BSWAP matching in codegen

I’m looking into problems with the function DAGCombiner::MatchBSwapHWord and had a couple questions on how to proceed (I’m new here, and to llvm). It looks like there was never any test coverage for this code, and it doesn’t match the patterns it claims to be looking for. I found a fix for this in our fork, but the fix is even worse in that it matches a whole bunch of invalid patterns as well as the canonical patterns. I have simple test cases that break both the existing code and our local fix.

I see equivalent matching code upstream in InstCombiner::MatchBSwap() (InstCombineAndOrXor.cpp), but not an easy way to re-use it AFAICT. Questions:

–Is this functionality even worth fixing in DAGCombiner (ie, what is the probability that this complex pattern would re-emerge in codegen after the InstCombiner transform, weighed against the obviously error-prone nature of the matching code)?

–If so, I can patch up and test the existing logic, but since the original code is quite old I wanted to reach out for any modernization advice before embarking on that effort.

Thanks,

Jim

Are you sure there isn’t any test coverage? As far as I can tell, the tests from are still in the tree. I don’t think there is any existing code to match this particular pattern in instcombine. I guess it wouldn’t be hard to add, though. -Eli

Are you sure there isn’t any test coverage? As far as I can tell, the tests from https://reviews.llvm.org/rL133503 are still in the tree.

I looked at those, but none of them include the full pattern that decomposes into bswap and rol. I debugged through the X86 bswap.ll test and verified none of those cases make it through MatchBSwapHWord (they get handled in MatchBSwapHWordLow instead).

I don’t think there is any existing code to match this particular pattern in instcombine. I guess it wouldn’t be hard to add, though.

Yes, I guess the InstCombiner::MatchBSwap() function is very similar but not identical. It looks for patterns that match the bswap exactly, whereas the DAGCombiner version is looking for halfword swap patterns that decompose to a bswap and a 16-bit rotate.

Jim

The x86 tests don’t, but the ARM tests do: see, for example, test6 in test/CodeGen/ARM/rev.ll. If you compile that for x86, you get the expected bswap+rol. -Eli

Thanks, that helps enormously! The issue is that the match is supposed to support both cascade and tree OR patterns, but there appears to be a problem with the tree matching. Both test1 and test6 in the ARM tests exercise the cascade pattern, and I remember now our fix is confined to the tree case.
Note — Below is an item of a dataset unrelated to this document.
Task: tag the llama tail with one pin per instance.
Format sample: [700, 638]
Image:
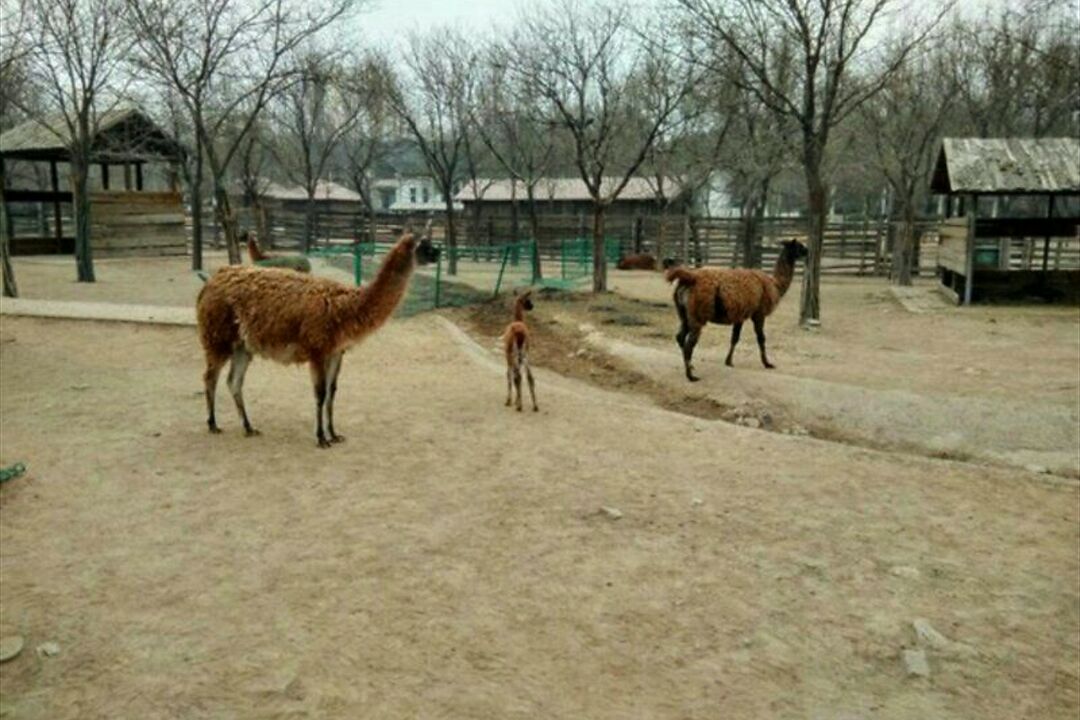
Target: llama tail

I hesitate to claim now that there’s no coverage for the tree pattern, but it is failing to match the patterns we use in our tests, one of which looks like this:

define i32 @test_tree(i32 %x) {

%byte0 = and i32 %x, 255 ; 0x000000ff

%byte1 = and i32 %x, 65280 ; 0x0000ff00

%byte2 = and i32 %x, 16711680 ; 0x00ff0000

%byte3 = and i32 %x, 4278190080 ; 0xff000000

%tmp0 = shl i32 %byte0, 8

%tmp1 = lshr i32 %byte1, 8

%tmp2 = shl i32 %byte2, 8

%tmp3 = lshr i32 %byte3, 8

%or0 = or i32 %tmp0, %tmp1

%or1 = or i32 %tmp2, %tmp3

%result = or i32 %or0, %or1

ret i32 %result

}

I’m still investigating exactly how it’s failing on this one; let me know if I’m missing something else here.

Jim

Oh, I see… yes, the existing tree matching logic is complete nonsense. It somehow manages to completely ignore N1, which is where half the value is supposed to come from. -Eli

Reported via https://llvm.org/bugs/show_bug.cgi?id=31357